- 民法第402条
- 債権の目的物が金銭であるときは、債務者は、その選択に従い、各種の通貨で弁済をすることができる。ただし、特定の種類の通貨の給付を債権の目的としたときは、この限りでない。
- 債権の目的物である特定の種類の通貨が弁済期に強制通用の効力を失っているときは、債務者は、他の通貨で弁済をしなければならない。
- 前2項の規定は、外国の通貨の給付を債権の目的とした場合について準用する。
条文の趣旨と解説
金銭の給付を目的とする債権(「金銭債権」といいます。)については、特約がない場合、各種の通貨をもって支払うことができます(本条1項本文)。
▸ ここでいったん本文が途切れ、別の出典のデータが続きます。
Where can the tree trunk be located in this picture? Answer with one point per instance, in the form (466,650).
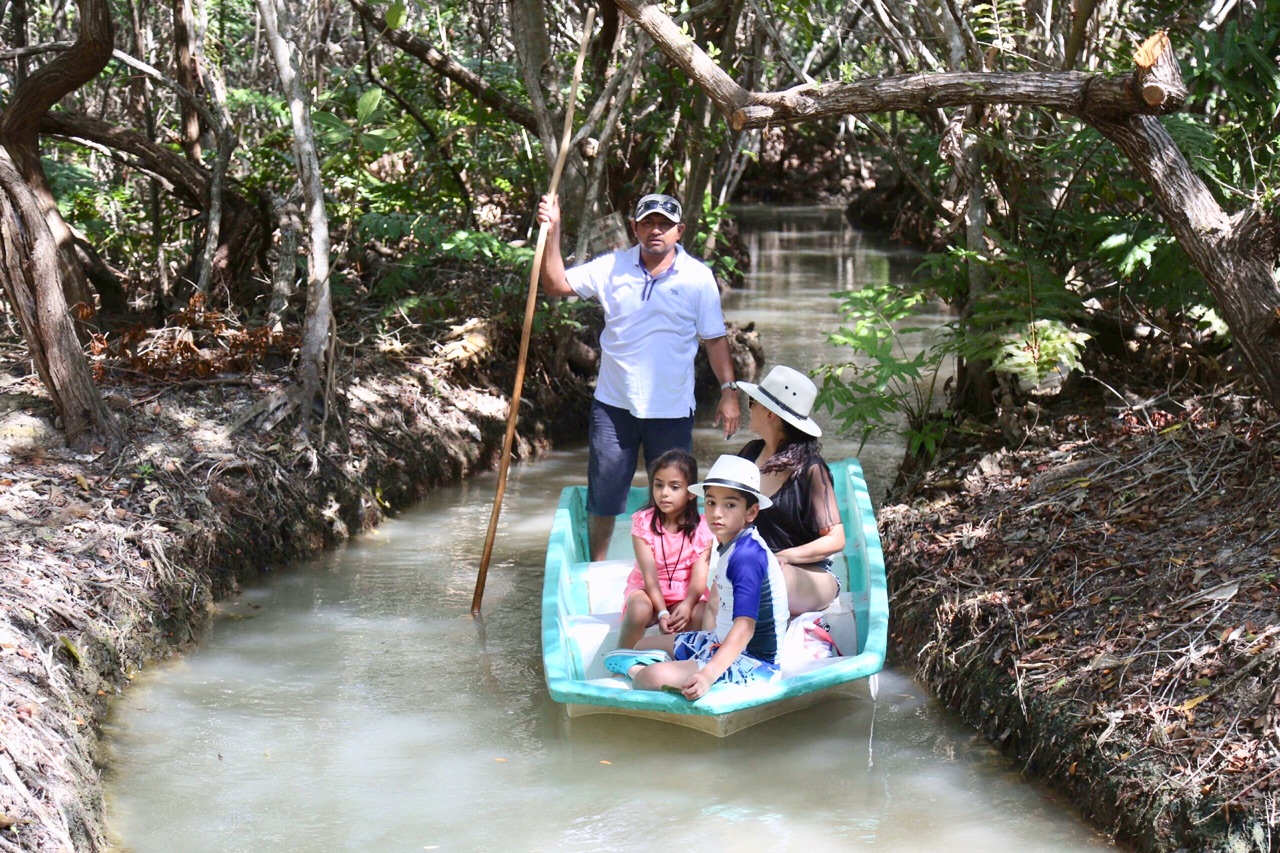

国内における通貨は、貨幣及び日本銀行券とされています(通貨の単位及び貨幣の発行等に関する法律2条3項)。日本銀行券は枚数に制限なく強制通用力が認められますが(日本銀行法46条2項)、貨幣については、額面価格の20倍までに限り、強制通用力を有します(通貨の単位及び貨幣の発行等に関する法律7条)。
特定の種類の通貨の給付を債権の目的とした場合
特約により、特定の種類の通貨の給付を債権の目的とすることもできます(本条1項ただし書)。このような特約をした場合においても、弁済期にその通貨が強制通用力を失っているときは、債務者は、他の通貨をもって弁済しなければなりません(本条2項)。
外国通貨の給付を債権の目的とした場合
外国通貨の給付を債権の目的とした場合、債務者は、外国通貨の各種の通貨で弁済することができます(本条3項において準用する本条1項)。
外国通貨のうち特定の種類の通貨を給付の目的とした場合に、その特定の種類の通貨が強制通用力を失っているときは、債務者は、他の外国通貨をもって弁済しなければなりません(本条3項において準用する本条2項)。
なお、民法403条によって、債務者は、外国の通貨で弁済をせずに、日本の通貨で弁済をすることもできます。